Grilled Mahi Mahi with Lemon-Vermouth Butter Sauce
Prep time
Cook time
Total time
The sauce pairs wonderfully with all kinds of fish. It’s surprisingly delicate and deliciously bright, and can be made ahead for dinner parties as it re-heats beautifully.
Recipe from:
For the fish:
  • Prepare grill for medium to medium-high heat.
  • Brush or rub both sides of the fish with oil and season with salt and pepper.
  • Place fish - skin-side down first - on the grill for about five minutes or until edges begin to turn opaque. Then, carefully turn the fish and finish cooking to an internal temperature of 145 degrees. Here are some additional notes from our favorite fish market for perfectly cooked fish. *Note: For larger fillets, use two spatulas and gently flip the fillet top-to-bottom, versus end-to-end.
For the Sauce:
  • Makes about ½ cup
  • 3 tablespoons fresh lemon juice
  • ½ teaspoon lemon zest (the zest of half a lemon)
  • 3 tablespoons vermouth (I use Gallo Extra Dry for sauces)
  • 1 tablespoon red wine vinegar
  • 3 tablespoons whole milk (or cream, if you prefer)
  • ½ cup (1 stick) unsalted butter, cut into pats
  • 1 teaspoon granulated sugar
  • A pinch of sea salt - to taste, if needed
  1. In a sauce pan, add lemon juice, lemon zest, vermouth and red wine vinegar. Whisk together and allow mixture to reduce slightly for 8 – 10 minutes over medium heat.

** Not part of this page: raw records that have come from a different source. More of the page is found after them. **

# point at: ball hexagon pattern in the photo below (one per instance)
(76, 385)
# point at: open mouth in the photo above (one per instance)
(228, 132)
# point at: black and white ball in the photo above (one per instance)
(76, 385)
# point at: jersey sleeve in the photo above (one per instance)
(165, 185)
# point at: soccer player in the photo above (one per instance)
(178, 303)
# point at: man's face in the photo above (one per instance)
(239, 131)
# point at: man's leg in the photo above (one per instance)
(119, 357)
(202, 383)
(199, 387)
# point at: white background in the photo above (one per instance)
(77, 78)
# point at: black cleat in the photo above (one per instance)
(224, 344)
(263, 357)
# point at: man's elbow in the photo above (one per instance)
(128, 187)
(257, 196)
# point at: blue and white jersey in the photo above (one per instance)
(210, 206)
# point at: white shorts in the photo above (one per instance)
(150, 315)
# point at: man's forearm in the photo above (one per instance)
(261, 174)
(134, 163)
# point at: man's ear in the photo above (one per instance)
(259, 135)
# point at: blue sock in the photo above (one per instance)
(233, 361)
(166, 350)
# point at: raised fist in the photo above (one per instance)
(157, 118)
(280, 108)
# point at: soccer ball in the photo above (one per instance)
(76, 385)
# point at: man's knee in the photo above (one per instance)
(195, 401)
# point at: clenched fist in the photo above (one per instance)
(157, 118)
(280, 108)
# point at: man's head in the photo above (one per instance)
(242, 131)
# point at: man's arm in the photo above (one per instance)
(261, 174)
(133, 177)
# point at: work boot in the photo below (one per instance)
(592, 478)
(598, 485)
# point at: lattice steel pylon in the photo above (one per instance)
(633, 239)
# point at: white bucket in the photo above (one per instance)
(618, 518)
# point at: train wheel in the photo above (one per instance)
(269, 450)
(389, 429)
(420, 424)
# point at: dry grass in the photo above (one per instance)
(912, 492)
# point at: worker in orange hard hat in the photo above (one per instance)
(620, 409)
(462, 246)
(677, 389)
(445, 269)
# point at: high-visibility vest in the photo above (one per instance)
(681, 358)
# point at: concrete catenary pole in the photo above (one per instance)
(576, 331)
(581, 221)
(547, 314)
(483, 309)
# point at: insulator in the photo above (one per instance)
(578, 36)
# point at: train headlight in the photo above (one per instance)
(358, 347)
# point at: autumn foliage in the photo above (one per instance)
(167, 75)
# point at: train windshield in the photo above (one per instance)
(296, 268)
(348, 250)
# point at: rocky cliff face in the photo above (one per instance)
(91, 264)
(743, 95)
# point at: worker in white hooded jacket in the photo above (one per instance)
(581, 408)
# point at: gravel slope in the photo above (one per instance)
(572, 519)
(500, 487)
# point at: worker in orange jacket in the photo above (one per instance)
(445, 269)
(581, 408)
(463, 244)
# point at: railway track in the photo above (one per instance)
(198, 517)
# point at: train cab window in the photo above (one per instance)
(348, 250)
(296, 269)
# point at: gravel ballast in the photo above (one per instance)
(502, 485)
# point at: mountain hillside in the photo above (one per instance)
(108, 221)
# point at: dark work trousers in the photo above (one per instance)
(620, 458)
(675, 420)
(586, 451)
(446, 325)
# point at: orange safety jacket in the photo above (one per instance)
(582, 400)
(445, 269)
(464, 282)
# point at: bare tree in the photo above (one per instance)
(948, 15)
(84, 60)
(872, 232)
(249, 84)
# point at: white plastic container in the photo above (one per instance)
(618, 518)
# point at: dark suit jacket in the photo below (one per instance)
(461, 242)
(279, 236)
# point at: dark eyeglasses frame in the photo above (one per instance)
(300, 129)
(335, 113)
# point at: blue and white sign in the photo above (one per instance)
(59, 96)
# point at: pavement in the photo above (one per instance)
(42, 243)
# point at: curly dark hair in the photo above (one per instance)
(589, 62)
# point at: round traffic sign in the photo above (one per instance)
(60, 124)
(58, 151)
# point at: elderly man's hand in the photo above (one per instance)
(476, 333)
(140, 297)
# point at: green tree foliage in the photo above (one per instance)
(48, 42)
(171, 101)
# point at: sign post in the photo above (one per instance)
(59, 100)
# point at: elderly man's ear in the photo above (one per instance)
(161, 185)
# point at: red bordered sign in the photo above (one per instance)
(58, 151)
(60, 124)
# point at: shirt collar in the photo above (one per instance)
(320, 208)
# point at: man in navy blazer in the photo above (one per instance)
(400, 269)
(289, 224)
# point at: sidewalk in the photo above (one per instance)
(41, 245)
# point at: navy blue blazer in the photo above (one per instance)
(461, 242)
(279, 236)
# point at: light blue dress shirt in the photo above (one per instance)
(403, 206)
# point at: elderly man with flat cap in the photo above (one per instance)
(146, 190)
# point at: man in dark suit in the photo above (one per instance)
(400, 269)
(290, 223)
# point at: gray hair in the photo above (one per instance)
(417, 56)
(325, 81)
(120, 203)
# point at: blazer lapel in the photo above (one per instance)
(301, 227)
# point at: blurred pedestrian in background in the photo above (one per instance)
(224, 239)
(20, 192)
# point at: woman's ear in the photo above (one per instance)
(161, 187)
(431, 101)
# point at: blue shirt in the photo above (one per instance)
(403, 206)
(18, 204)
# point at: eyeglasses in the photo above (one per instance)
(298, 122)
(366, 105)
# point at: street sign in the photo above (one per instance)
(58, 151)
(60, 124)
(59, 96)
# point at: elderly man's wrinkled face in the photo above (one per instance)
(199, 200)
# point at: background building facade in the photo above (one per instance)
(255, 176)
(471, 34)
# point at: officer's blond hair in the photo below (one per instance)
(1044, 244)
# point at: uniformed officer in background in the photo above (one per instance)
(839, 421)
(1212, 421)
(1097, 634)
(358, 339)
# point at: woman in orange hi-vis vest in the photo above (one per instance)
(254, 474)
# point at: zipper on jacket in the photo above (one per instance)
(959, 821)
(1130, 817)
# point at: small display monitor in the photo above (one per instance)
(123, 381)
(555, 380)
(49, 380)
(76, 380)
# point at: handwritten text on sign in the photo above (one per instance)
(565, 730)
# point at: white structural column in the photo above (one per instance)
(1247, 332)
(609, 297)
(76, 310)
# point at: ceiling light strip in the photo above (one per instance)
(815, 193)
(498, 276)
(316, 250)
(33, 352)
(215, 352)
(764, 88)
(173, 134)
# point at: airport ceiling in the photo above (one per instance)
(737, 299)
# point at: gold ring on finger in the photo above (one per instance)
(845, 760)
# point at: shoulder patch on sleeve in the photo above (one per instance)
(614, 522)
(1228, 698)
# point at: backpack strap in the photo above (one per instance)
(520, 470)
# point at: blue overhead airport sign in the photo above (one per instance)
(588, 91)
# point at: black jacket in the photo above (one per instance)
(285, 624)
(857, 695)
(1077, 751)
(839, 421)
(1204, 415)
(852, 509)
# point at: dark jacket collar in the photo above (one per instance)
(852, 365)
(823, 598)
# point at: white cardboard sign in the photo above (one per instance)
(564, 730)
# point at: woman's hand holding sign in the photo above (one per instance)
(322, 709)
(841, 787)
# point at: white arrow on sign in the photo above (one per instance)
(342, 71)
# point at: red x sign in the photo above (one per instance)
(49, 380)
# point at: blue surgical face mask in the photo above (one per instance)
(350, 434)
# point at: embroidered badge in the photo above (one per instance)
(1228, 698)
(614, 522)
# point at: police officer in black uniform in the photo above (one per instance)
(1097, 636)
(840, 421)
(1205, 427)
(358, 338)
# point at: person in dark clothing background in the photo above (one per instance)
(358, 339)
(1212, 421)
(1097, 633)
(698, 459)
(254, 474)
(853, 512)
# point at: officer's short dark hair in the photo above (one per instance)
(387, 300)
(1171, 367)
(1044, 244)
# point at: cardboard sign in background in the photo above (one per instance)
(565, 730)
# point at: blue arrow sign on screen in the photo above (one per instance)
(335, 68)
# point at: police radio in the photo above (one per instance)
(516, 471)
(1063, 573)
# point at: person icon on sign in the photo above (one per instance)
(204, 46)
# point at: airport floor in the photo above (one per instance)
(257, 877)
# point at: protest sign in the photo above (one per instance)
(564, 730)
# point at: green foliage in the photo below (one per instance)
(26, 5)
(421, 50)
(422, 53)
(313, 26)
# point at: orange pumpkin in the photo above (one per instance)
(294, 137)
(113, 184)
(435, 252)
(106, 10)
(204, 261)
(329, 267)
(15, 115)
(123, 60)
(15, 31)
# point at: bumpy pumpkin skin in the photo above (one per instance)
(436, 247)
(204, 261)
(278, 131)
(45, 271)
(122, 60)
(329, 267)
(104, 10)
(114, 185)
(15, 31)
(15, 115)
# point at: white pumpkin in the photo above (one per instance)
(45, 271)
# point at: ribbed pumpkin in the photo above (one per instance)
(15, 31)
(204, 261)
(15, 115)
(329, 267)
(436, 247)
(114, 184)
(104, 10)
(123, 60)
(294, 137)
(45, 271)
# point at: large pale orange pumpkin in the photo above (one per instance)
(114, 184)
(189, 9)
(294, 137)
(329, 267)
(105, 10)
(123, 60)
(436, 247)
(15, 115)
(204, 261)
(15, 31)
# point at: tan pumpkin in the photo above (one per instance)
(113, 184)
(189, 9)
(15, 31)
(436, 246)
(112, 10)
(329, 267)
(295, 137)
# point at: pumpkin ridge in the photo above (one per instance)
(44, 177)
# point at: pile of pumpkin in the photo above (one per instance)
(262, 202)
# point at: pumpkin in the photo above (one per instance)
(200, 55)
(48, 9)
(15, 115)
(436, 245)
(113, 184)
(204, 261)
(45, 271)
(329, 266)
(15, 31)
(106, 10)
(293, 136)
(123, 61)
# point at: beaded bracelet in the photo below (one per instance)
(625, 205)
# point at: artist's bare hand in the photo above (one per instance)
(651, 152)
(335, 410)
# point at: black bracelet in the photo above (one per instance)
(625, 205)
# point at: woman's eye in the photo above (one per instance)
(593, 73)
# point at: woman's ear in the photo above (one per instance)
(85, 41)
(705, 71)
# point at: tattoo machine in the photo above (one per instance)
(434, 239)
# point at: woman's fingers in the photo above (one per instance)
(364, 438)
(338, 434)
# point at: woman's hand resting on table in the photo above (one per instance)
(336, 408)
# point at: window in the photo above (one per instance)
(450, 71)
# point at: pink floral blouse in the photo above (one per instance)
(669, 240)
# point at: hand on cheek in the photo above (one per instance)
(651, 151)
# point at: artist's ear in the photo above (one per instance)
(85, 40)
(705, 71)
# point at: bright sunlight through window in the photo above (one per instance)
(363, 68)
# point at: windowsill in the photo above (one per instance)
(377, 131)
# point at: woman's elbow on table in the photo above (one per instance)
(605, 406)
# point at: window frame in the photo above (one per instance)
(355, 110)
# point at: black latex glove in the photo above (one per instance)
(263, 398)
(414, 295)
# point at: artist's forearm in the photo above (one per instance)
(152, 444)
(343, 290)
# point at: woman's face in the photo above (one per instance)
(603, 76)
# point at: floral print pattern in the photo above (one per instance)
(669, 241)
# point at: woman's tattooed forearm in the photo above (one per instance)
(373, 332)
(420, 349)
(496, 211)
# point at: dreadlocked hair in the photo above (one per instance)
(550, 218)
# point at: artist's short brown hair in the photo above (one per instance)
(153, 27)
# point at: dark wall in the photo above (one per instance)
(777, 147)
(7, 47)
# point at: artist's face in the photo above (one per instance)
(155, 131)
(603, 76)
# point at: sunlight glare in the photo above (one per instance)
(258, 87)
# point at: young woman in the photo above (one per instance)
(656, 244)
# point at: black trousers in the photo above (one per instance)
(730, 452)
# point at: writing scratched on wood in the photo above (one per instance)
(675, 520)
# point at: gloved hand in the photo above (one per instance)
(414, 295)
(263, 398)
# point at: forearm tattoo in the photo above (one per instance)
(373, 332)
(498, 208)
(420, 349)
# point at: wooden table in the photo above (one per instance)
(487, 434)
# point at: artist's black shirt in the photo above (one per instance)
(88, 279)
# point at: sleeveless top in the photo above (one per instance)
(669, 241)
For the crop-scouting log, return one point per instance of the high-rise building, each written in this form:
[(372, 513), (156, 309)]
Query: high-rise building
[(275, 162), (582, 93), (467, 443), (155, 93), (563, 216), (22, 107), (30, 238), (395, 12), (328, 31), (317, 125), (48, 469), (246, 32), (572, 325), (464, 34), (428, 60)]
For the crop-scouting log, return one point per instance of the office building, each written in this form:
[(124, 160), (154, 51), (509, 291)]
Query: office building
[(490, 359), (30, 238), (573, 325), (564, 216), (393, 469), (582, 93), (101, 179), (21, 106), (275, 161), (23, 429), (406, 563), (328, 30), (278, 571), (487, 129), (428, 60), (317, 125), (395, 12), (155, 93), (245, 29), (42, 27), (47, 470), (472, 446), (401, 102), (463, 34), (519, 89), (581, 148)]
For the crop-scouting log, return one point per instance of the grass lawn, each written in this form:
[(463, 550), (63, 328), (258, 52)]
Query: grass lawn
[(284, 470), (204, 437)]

  2. Reduce heat to low and add the milk (or cream) while whisking. It may curdle a bit at first, but the curdle will quickly disappear as you whisk.
  3. When the mixture is smooth, add the granulated sugar and whisk again until completely combined. Begin adding the butter, one pat at a time, making sure to allow each pat to melt completely before adding the next. Whisking often, and simmer the sauce until it thickens slightly – about 10 minutes or so. Salt to taste, if needed.
  4. Keep warm until served, and serve warm. Garnish with fresh, chopped Italian parsley.
Cook's Notes:
*Lemon Cipollini Couscous (I used 1, 8.8 oz. package of Osem brand Israeli/Pearl Couscous, which makes about 6, 1-cup servings): Add 2 cups dry couscous to 2½ cups boiling low-sodium chicken broth (or water, per package directions). Stir well and cover for 8 – 10 minutes, stirring occasionally. Finely chop two Cipollini onions and sauté until translucent with 1½ tablespoons unsalted butter and 1 teaspoon lemon zest. Spoon the mixture into the cooked couscous and stir well to combine. Serve immediately.

Sauce recipe adapted from Eclectic Recipes.